3) You Didn't Do Your Research - This person needs to "win" every conversation, because all conversations are arguments. If you disagree with them, they will declare that you didn't do your research because (fill in obscure fact that was not relevant to argument but makes them look/feel important.) This is exhausting, but rarely grounds for removal unless it kills so many conversations that the community is dying.
4) Trolls - We all know and love trolls, but trolling is a complicated thing. It may be as simple as asking pointed questions with words seeded like mines. It may be a post with massive assumptions that could take a year to parse then refute or it maybe the subtle art of conversation drift, when they focus on a word or phrase out of context, then make assumptions based on the "real" meaning. Trolling is often simply just being negative all the time. I recently had to escort a person off-list because they simply never contributed anything, ever, of positive value to the group. The only posts they ever made were negative, nasty or exhausting. To counter this, I have begun adding "Nurture the conversation or Add Value" in to my community guidelines.
5) I Disagree With What You Didn't Say - Cognitive dissonance is related to trolling, but they are not the same. With cognitive dissonance, repliers are responding to something that they imagine was meant.This will often start fights within the community about what things were said or not said...it becomes "that thread" that will eventually be closed by moderators.
6) Punish the Popular - There are a number of people on the Internet who prefer to spend time and energy trying to shoot people off pedestals, rather than contributing value of their own. When people get to a certain level of expertise, or become a nexus of information...in other words, they become popular, these people cluster around waiting for their chance to shoot these people down.

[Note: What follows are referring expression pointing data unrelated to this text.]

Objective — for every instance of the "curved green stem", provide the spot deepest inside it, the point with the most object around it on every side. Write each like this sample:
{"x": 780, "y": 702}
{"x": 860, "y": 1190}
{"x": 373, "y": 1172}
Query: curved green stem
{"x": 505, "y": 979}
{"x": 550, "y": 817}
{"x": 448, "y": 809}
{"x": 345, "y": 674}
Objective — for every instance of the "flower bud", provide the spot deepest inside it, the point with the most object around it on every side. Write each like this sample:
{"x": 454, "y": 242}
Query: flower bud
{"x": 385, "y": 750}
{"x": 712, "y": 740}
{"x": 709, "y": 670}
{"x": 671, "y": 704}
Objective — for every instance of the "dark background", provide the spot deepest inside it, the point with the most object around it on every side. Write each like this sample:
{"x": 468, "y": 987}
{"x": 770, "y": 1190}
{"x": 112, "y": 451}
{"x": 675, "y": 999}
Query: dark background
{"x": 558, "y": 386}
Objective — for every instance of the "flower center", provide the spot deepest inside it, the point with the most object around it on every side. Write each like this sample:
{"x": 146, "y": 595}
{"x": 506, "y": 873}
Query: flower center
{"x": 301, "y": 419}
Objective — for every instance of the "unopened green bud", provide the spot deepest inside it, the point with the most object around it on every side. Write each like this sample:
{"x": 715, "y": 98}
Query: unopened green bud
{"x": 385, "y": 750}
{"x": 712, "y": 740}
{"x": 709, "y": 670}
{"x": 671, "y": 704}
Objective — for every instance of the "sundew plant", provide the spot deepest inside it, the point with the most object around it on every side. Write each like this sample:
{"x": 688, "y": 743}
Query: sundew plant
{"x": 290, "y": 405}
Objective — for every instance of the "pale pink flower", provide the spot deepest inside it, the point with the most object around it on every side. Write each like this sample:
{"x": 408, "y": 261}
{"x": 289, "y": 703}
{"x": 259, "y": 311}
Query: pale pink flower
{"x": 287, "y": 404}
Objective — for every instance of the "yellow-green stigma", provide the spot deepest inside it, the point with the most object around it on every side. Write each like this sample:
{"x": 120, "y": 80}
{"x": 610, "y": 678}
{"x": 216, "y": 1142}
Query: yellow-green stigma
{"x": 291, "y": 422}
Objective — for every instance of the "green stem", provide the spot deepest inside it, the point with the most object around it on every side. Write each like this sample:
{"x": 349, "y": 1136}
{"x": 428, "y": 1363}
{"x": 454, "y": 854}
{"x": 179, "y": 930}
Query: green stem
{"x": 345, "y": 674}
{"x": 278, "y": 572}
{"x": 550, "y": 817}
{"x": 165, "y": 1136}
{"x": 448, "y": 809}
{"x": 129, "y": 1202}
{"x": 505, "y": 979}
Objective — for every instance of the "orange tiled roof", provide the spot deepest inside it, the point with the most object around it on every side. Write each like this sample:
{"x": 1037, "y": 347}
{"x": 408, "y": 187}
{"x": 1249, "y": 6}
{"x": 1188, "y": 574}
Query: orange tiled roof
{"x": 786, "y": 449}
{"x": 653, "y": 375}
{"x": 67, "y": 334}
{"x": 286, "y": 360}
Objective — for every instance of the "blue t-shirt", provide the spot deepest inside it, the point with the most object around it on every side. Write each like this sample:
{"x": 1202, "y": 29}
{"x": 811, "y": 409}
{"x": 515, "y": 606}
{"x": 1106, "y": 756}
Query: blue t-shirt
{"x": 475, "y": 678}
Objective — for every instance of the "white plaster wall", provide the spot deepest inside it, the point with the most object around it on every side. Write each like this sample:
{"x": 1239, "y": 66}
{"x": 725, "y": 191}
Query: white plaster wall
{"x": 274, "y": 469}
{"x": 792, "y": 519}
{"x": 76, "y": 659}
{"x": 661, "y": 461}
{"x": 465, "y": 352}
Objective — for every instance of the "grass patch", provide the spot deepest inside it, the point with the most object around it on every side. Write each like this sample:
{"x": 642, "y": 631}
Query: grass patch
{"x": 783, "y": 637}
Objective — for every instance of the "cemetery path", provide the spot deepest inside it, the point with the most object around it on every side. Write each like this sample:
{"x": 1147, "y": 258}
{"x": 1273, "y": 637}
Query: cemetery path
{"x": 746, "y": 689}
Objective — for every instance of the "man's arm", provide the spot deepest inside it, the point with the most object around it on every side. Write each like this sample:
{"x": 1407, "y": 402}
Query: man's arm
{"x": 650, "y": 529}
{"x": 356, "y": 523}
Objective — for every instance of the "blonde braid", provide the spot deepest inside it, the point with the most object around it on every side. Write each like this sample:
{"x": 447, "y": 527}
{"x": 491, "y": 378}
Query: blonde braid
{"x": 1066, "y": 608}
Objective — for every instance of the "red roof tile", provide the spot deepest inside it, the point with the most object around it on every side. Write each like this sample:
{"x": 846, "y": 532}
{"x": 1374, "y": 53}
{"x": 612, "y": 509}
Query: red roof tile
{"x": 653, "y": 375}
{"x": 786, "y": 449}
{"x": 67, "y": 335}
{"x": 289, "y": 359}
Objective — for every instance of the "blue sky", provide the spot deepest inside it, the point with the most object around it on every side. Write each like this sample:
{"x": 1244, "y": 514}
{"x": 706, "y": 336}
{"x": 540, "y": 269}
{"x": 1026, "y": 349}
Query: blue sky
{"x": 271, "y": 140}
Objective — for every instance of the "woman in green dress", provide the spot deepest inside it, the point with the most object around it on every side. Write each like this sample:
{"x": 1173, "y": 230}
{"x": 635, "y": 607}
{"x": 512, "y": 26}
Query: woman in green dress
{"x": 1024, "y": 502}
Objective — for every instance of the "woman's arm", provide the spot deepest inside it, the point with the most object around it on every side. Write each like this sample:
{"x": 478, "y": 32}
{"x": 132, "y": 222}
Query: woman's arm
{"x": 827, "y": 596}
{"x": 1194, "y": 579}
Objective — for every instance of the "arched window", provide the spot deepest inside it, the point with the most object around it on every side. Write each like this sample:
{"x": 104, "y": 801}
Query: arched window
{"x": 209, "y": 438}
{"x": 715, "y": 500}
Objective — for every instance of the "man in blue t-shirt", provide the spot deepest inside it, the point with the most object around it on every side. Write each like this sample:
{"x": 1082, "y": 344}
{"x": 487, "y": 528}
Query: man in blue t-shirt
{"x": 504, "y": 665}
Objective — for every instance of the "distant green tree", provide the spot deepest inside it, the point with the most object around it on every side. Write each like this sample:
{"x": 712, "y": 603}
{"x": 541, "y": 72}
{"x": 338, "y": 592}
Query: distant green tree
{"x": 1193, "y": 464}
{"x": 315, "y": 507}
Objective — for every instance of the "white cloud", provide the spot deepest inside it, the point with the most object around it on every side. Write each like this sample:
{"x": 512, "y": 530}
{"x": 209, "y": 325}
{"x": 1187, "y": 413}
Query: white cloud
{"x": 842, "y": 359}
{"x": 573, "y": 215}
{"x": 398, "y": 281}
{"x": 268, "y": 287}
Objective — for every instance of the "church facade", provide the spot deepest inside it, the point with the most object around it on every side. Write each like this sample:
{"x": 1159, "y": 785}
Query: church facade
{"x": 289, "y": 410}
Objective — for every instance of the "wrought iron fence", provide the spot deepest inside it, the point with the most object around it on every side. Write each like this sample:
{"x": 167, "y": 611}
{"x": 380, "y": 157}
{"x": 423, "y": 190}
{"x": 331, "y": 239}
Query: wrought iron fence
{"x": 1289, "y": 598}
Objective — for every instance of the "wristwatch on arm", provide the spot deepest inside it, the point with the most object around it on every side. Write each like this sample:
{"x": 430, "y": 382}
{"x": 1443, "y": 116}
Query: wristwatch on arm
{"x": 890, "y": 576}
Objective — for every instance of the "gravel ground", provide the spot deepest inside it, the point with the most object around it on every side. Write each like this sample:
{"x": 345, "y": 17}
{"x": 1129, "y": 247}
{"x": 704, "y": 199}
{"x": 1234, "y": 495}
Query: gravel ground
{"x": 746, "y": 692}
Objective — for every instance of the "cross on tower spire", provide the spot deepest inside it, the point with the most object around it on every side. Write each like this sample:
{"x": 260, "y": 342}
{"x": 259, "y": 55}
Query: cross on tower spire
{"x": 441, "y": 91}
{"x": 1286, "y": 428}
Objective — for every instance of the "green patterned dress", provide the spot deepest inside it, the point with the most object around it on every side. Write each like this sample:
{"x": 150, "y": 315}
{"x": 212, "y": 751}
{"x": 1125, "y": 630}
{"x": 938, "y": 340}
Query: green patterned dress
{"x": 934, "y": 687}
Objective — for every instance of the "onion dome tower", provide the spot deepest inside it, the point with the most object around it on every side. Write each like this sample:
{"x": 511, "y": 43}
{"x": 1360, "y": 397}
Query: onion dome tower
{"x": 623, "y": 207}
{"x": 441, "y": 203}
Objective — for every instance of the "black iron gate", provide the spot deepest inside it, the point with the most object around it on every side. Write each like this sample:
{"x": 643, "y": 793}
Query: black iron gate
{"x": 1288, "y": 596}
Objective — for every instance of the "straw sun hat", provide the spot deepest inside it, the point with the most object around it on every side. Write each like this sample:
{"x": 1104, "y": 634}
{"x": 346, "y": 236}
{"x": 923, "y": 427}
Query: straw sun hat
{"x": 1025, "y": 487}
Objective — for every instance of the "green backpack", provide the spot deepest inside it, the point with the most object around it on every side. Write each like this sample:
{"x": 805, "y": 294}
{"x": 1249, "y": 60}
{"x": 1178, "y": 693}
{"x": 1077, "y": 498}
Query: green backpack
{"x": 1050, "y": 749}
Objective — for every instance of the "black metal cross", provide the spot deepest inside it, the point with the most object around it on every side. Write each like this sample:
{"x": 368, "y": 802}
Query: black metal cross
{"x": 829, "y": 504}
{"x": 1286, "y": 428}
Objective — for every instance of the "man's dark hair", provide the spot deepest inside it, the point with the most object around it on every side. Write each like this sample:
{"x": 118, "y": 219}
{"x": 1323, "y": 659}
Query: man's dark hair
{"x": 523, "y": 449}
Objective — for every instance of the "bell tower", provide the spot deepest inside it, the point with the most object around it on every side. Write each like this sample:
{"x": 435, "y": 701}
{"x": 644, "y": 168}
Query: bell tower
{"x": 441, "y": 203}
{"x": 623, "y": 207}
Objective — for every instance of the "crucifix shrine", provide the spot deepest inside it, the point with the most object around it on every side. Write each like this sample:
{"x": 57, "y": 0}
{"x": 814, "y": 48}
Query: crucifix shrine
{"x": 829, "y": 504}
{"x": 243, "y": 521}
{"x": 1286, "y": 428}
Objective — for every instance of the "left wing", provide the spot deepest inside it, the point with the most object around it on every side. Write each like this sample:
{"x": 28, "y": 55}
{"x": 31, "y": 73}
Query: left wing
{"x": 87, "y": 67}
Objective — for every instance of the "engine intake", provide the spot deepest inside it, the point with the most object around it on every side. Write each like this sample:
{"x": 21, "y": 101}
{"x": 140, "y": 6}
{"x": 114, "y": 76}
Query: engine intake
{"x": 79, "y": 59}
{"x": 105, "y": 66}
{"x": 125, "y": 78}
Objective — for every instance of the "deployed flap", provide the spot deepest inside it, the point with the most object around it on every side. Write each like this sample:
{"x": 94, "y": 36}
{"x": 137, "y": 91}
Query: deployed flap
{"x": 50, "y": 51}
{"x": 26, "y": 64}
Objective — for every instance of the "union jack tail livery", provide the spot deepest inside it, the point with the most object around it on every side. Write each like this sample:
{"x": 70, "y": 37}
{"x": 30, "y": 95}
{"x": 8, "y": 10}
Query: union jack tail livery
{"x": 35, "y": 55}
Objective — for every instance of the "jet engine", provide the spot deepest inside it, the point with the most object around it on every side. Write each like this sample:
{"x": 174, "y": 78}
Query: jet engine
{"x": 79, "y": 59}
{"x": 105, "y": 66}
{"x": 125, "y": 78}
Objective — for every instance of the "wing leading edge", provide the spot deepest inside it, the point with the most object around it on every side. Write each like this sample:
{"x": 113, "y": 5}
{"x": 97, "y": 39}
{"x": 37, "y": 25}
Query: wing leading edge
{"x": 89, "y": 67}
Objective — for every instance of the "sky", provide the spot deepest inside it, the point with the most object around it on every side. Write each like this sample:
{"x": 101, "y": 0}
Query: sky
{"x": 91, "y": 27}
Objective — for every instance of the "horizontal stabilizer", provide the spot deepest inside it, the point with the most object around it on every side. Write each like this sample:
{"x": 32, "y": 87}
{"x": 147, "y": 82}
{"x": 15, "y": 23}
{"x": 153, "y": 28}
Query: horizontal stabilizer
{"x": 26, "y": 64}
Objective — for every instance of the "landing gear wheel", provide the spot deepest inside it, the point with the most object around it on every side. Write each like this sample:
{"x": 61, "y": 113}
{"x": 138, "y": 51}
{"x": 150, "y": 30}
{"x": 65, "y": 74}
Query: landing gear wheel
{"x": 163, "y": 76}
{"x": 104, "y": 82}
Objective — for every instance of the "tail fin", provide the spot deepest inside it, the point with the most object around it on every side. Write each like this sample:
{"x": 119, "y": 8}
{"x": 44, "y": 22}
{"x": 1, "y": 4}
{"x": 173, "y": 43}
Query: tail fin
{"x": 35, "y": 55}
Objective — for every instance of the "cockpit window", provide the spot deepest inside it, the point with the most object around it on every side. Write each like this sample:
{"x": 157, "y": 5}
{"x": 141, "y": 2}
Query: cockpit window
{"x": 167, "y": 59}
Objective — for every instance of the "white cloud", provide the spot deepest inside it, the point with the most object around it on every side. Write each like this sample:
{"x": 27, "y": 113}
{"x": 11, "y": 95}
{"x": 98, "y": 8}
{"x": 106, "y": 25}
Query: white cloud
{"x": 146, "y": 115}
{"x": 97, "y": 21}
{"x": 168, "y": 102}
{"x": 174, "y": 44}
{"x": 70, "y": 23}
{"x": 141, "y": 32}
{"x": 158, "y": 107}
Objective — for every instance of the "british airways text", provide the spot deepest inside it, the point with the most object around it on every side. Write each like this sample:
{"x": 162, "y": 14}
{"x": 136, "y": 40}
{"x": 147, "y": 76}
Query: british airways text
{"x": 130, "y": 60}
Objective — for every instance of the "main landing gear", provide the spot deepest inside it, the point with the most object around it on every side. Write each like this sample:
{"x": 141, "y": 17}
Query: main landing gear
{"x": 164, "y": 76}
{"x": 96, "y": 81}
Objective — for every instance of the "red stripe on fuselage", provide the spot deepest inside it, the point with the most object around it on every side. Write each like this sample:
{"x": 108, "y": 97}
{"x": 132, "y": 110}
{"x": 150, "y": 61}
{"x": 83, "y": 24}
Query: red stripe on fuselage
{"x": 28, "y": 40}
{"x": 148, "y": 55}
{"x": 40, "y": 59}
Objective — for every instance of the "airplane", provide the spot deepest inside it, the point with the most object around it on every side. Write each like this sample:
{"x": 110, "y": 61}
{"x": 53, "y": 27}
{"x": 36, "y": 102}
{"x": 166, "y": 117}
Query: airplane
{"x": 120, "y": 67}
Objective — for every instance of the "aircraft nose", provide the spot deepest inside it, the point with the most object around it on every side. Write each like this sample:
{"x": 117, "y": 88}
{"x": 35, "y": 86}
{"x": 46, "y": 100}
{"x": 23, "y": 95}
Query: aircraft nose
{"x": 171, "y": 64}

The desired effect is to make popular posters feel sad and possibly drive them away. Sometimes, the dissatisfied go to other forums and set up "why we hate soandso" threads in hopes that the word gets back to them. When this gets too common on a community, the harassers can hurt the community by driving away good posters with their tactics.
Ideally, everyone on a community wants to promote, nurture and grow the community. Baking that into community standards right from the beginning will help, but it won't stop conversation being choked by a few people with or without an agenda.